Chapter 4 Missing values
There are some missing values in our dataframe, we want to look into the missing values and see if there is any pattern.
Firstly, we want to know how many of our rows contain missing values.
We can see that the only column that is missing is the Population.Count. Only 34 rows have missing values. But does the missing value has any pattern? Is the missing value related to any other variables?
From the plots above, we cannot see patterns of the missing values with respect to Year or gender. However, We can see that the majority of the missing values are for people from 0 to 17 years old. Only 1 row for people aged over 65 is missing, and none of the rows for people between 18 and 64 is missing. So we are not surprised to see that the majority of the missing information are for people with no income and classified as “Children under 15”.
Then, we want to find what percent of rows are missing for each age group:
We can see that a large proportion of data for residents aged 0 to 17 are missing. Very small percent of data is missing for 65 and older. No data is missing for people aged between 18 and 64.

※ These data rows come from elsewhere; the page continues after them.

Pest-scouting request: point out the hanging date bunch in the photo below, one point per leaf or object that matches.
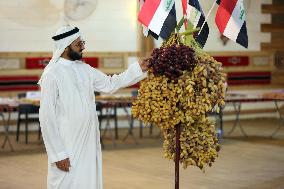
(183, 85)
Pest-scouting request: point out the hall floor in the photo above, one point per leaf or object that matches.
(255, 162)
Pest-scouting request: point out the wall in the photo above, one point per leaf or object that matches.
(27, 26)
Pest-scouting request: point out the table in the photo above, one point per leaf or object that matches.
(238, 98)
(118, 102)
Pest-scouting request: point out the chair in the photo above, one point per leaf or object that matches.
(27, 113)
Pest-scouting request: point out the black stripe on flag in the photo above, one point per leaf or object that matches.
(202, 37)
(169, 24)
(242, 38)
(195, 4)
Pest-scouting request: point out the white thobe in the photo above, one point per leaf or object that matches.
(69, 121)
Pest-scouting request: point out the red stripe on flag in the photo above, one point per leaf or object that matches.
(148, 11)
(19, 88)
(224, 13)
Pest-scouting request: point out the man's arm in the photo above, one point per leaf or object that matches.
(48, 121)
(109, 84)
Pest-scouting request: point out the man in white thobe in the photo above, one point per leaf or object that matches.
(68, 115)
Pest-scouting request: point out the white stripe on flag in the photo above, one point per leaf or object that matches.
(193, 15)
(145, 29)
(159, 18)
(235, 22)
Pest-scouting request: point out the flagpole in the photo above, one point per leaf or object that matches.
(207, 16)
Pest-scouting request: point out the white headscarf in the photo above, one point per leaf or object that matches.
(60, 46)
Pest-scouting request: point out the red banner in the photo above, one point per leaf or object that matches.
(248, 78)
(18, 83)
(41, 62)
(233, 60)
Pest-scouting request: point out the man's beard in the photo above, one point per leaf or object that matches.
(73, 55)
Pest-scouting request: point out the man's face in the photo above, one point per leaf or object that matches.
(75, 50)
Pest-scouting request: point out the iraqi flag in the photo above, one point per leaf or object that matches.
(146, 31)
(196, 17)
(159, 16)
(231, 21)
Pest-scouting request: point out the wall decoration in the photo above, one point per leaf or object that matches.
(9, 63)
(18, 83)
(249, 78)
(112, 62)
(260, 60)
(41, 62)
(233, 60)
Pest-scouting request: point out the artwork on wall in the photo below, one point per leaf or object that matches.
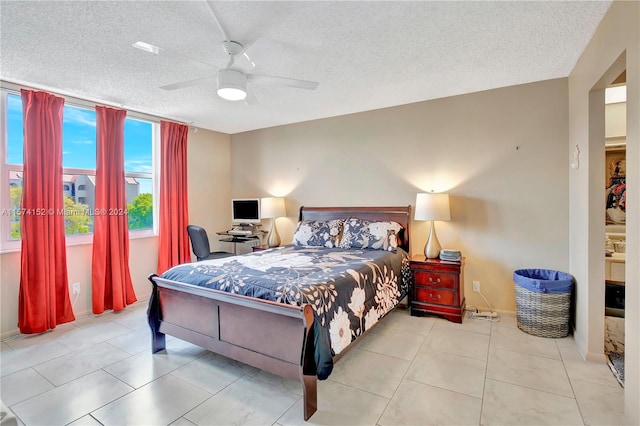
(615, 192)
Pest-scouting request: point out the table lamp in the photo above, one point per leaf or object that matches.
(431, 206)
(272, 208)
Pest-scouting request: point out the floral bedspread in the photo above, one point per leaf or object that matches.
(349, 290)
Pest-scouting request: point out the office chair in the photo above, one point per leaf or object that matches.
(200, 244)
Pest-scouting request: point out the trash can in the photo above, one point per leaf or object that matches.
(543, 301)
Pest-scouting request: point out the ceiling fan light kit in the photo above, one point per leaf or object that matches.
(232, 84)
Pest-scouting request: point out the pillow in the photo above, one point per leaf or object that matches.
(314, 233)
(372, 235)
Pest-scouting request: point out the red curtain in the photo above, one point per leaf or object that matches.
(174, 206)
(44, 291)
(110, 277)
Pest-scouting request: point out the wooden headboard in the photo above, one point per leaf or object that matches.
(401, 214)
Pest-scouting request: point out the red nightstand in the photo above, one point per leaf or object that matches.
(437, 288)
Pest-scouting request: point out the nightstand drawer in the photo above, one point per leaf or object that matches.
(434, 279)
(430, 295)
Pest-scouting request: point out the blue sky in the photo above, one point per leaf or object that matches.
(79, 140)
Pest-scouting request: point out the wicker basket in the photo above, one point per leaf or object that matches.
(543, 314)
(543, 302)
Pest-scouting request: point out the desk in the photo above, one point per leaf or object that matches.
(246, 241)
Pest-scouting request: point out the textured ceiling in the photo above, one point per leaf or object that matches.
(365, 55)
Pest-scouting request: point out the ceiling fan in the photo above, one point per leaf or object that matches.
(232, 81)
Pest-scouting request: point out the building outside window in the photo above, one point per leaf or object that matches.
(79, 168)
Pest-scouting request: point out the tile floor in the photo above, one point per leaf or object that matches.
(408, 371)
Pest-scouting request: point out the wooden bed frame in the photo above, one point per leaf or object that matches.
(274, 337)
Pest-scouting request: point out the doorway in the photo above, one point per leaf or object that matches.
(615, 224)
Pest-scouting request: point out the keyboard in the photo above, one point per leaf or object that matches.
(239, 232)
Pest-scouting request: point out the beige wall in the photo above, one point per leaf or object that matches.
(618, 36)
(501, 154)
(209, 165)
(209, 182)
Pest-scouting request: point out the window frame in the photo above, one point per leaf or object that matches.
(9, 245)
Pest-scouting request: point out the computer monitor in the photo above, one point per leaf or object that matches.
(245, 210)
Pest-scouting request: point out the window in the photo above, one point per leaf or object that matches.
(79, 169)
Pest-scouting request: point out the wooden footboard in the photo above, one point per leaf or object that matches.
(273, 337)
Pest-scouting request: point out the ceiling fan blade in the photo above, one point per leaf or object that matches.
(188, 83)
(282, 81)
(159, 51)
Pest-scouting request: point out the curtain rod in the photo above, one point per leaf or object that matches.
(14, 88)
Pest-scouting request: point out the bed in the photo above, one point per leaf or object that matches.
(296, 309)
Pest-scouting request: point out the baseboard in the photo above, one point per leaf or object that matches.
(16, 332)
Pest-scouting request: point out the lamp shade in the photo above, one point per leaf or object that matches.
(272, 207)
(430, 206)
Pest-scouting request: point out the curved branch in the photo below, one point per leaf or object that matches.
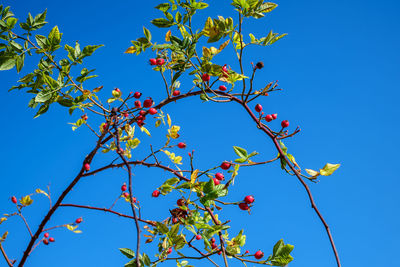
(109, 211)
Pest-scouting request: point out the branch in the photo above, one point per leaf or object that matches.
(5, 256)
(109, 211)
(88, 159)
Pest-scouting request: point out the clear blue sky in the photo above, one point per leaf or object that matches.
(339, 67)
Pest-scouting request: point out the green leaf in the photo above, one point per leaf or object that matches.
(41, 41)
(162, 23)
(6, 62)
(55, 36)
(43, 96)
(147, 33)
(127, 252)
(163, 7)
(241, 152)
(209, 187)
(89, 50)
(162, 228)
(328, 169)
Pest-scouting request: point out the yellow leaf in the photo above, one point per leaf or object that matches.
(313, 173)
(223, 45)
(71, 227)
(193, 177)
(167, 36)
(214, 50)
(26, 200)
(145, 130)
(169, 120)
(39, 191)
(178, 160)
(328, 169)
(206, 52)
(131, 50)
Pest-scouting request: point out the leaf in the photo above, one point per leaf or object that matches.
(193, 176)
(6, 62)
(313, 173)
(328, 169)
(209, 186)
(39, 191)
(55, 36)
(162, 228)
(43, 96)
(241, 152)
(162, 23)
(26, 200)
(127, 252)
(89, 50)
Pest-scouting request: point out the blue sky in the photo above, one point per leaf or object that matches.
(339, 68)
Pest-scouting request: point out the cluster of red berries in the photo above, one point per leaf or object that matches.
(259, 254)
(157, 61)
(46, 239)
(246, 204)
(271, 117)
(155, 193)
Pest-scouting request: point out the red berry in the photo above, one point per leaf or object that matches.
(225, 165)
(87, 167)
(181, 145)
(123, 187)
(148, 103)
(155, 193)
(285, 124)
(180, 202)
(153, 61)
(216, 181)
(249, 199)
(219, 176)
(205, 77)
(160, 61)
(243, 206)
(258, 108)
(258, 255)
(152, 111)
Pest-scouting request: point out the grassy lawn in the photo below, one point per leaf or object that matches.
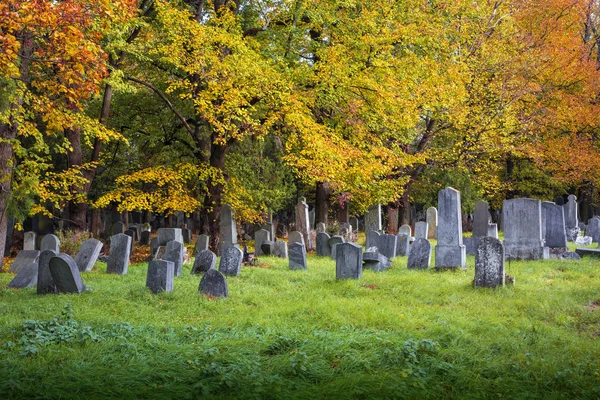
(301, 334)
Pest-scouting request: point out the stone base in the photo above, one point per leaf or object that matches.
(449, 257)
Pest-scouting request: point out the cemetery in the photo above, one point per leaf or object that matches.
(237, 199)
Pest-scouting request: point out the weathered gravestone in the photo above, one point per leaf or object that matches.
(204, 261)
(553, 225)
(420, 254)
(118, 258)
(297, 256)
(65, 274)
(522, 219)
(489, 263)
(45, 282)
(88, 254)
(431, 222)
(231, 261)
(213, 283)
(160, 276)
(348, 261)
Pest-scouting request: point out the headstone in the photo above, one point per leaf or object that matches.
(204, 261)
(297, 256)
(213, 283)
(402, 245)
(373, 219)
(50, 242)
(65, 274)
(420, 254)
(45, 282)
(481, 219)
(160, 276)
(231, 261)
(421, 230)
(553, 225)
(323, 248)
(348, 261)
(450, 251)
(260, 236)
(522, 219)
(29, 240)
(431, 222)
(489, 263)
(174, 253)
(88, 254)
(118, 258)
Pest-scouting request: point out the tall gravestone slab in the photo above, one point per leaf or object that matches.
(450, 251)
(489, 263)
(348, 261)
(160, 276)
(65, 274)
(231, 261)
(88, 254)
(297, 256)
(420, 254)
(118, 258)
(431, 222)
(553, 225)
(373, 219)
(522, 219)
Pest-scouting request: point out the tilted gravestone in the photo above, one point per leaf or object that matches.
(420, 254)
(65, 274)
(45, 282)
(348, 261)
(231, 261)
(297, 256)
(489, 263)
(160, 276)
(118, 258)
(450, 252)
(204, 261)
(214, 284)
(88, 254)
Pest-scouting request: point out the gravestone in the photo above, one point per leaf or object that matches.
(45, 282)
(348, 261)
(420, 254)
(297, 256)
(260, 236)
(50, 242)
(160, 276)
(204, 261)
(213, 283)
(174, 253)
(522, 219)
(231, 261)
(489, 263)
(88, 254)
(421, 230)
(450, 252)
(553, 225)
(373, 219)
(431, 222)
(323, 248)
(118, 258)
(65, 274)
(29, 240)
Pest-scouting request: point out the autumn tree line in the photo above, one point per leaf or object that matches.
(169, 106)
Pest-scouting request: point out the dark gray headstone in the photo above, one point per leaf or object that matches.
(420, 254)
(65, 274)
(160, 276)
(213, 283)
(348, 262)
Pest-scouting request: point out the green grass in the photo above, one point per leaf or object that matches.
(302, 334)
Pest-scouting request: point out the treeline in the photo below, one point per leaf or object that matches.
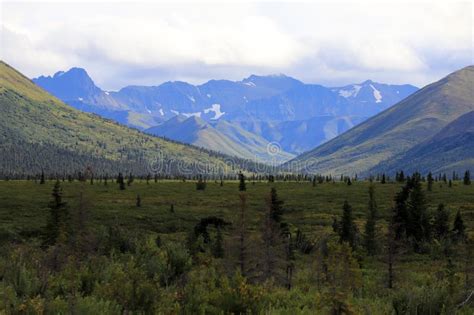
(250, 263)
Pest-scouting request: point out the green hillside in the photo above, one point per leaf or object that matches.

Finally, we use the combined plot to show the patterns:
The large plot in the middle shows the pattern of the missing values. The grey cell means the corresponding variable is not missing, while the purple cell means the corresponding variable is missing. The bar plot in the upper part shows the percent/count of rows that does not have the corresponding variable. The bar plot on the right shows the percent/count of rows that have the corresponding pattern of missing values.
The results agree with our plots made before: Only Population.Count column is missing, and the majority of the rows in our dataset does not contain any missing values.
In conclusion, the only column that contains missing values is Population.Count. A large proportion of data are missing for people aged 17 years old or younger. In addition, it doesn’t make much sense to analyze income for people aged below 18. Therefore, our project will mainly focus on the data for people aged between 18 and 64.